Player 1 rolls a s-sided die and keeps the result secret then makes a claim for the roll rank (s = 6 in my code)
Player 2 can either doubt or accept
- Doubt: The roll is revealed and compared to the rank. If roll >= claimed rank player 1 wins else player 2 wins
- Accept: Roll remains unrevealed and player 2 gets to roll and claim with the exception that their claim must be higher than the preivous claim
Gameplay continues in this fashion until a player doubts

Approach

It is common for different histories to lead to the same information set within a number of games. Take liar die for example, the only information that matters is the past two claims (current claim and its bounding claim). Identical information sets have the same strategy so calculating that identical strategy for each history that arrives at that information set is wasteful. We can forego recursion in favor of some dynamic programming to avoid this waste. The recursive CFR process can be broken into two iterative processes: a forward pass and a backward pass. This technique is usually refereed to as Fixed-Strategy Iteration CFR or FSICFR.

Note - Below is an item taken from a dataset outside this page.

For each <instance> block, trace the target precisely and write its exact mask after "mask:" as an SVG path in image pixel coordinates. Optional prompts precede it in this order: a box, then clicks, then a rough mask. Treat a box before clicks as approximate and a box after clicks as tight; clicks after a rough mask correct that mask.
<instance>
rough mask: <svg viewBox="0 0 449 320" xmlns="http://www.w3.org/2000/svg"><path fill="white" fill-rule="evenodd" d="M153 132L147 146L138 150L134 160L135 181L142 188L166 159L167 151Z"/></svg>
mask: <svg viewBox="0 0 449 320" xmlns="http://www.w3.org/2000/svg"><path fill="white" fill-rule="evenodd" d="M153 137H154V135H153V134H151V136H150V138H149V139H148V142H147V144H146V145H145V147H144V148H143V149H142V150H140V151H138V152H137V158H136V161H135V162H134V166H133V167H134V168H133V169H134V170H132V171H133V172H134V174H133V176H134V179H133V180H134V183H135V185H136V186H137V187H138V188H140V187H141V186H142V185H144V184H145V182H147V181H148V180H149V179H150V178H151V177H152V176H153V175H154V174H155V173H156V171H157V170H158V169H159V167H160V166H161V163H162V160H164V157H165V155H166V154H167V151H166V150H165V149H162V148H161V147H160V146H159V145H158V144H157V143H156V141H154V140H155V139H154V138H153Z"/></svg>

For this game we can break decision nodes down into claim nodes and response nodes.

Response nodes are indexed by two most recent claims and have two options doubt or accept
Claim nodes are indexed by the previous claim (bounding claim) and can choose anything larger than bounding claim but smaller than or equal to the max number of sides

This setup removes game information that is uneccessary to making a decision and allows us to leverage the FSICFR strategy.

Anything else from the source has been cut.